Numerous schools of swordsmanship (kenjutsu) became established from the Warring States period (1467 to 1603) to the early Edo period (1603 to 1868). In the 18th century, they produced protective training armor similar to kendo. It led to the development of a brand-new, risk-free full-contact kenjutsu training system involving bamboo swords.

So, at the end of the Edo era, a competitive type of kenjutsu competition became well-liked and spread across the nation. This method of swordsmanship instruction, formerly known as “gekiken” or “kenjutsu,” was later renamed “kendo,” which translates to “the Way of the sword,” around the beginning of the 20th century.

In modern Japanese “budo” (martial arts/ways), whose underlying self-improvement principles are deeply rooted in the samurai’s spirit, kendo has become a representative discipline. We study and practice kendo now due to centuries of evolution in Japan alone, not in any other nation.

Modern-Day Promotion of Kendo as a Sport

The All Japan Kendo Federation (AJKF) promoted kendo as a combative sport to preserve Japanese culture. Increasing the number of practitioners or hosting more tournaments are not the only ways to promote kendo. 

The AJKF believes kendo promotion should focus on spreading the “spirit of the samurai” through regular practice and competition rather than solely as a competitive sport. In light of this, there is a crucial aspect that kendo practitioners all around the world need to comprehend. It takes more than simply technical sword training to become a skilled swordsman. 

It is a procedure conducted to comprehend proper conduct and societal duty, and to cultivate a strong mentality, much as how the samurai trained in swordsmanship. In other words, the AJKF wants people to recognize kendo as a kind of budo; a martial art practiced for individual growth and societal advancement. The shinai represents the sword of a samurai.

What is Kendo Kata?

The Butokukai created a new kendo kata to harmonize numerous kenjutsu lineages and their methods. They debuted the Dai Nippon Teikoku Kendo Kata in 1912 (Great Japan Imperial Kendo Kata). 

Following that, the ten kata procedures underwent numerous changes. However, it consisted of the Nippon Kendo Kata, which practitioners use today.

While using wooden swords (bokuto) in a set of predetermined patterns called the kata, participants in this training do not wear protective armor. Nonetheless, they practice various fundamental swordsmanship techniques.

Today’s kendo kata are ten in number, with three using the short sword versus the long sword and seven using the long blade. The koryu is the foundation of nearly 300 classical schools of swordsmanship. They are almost unchanged from when the Dai Nihon Butokukai first standardized them in 1912.

Dai Nihon Butokukai was the controlling body for Japanese martial arts at the time.

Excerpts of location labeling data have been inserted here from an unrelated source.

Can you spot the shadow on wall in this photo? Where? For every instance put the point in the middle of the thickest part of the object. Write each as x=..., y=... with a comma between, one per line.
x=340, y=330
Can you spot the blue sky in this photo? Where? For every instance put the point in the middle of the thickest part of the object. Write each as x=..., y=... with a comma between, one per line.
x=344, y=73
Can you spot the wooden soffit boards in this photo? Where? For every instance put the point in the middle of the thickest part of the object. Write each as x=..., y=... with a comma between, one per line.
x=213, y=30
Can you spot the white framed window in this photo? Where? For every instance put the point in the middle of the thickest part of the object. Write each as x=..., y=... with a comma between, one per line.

The foundational movements used when training with the shinai are those taught in attack and counterattack kata using a teacher-and-student approach. On the other hand, the kata is a vital component of kendo in and of itself, being closer to the original instruction of swordsmanship and playing a significant role in modern kendo grading.

Kendo student

That’s a Wrap

Kendo is a well-liked martial art in Japan, and it is becoming more and more popular abroad. Although the Japanese value it as a good representation of the nation’s ancient culture, kendo rules and principles are constantly improved to promote its incorporation and acceptance as a modern pastime that is both socially beneficial and gratifying.

In Japan, the police, military groups, and students widely practice kendo (high schools make it compulsory). And to a smaller level, the US, Canada, Great Britain, and Brazil also practice the kendo form of martial arts.

Sumo, judo, and karate are just a few Japanese martial arts still practiced today. These disciplines aim to develop a person’s mind and physique while cultivating a strong spirit and mastering the discipline’s procedures. Kendo style is more than a sport because it is native, rooted in, and practiced in this same spirit.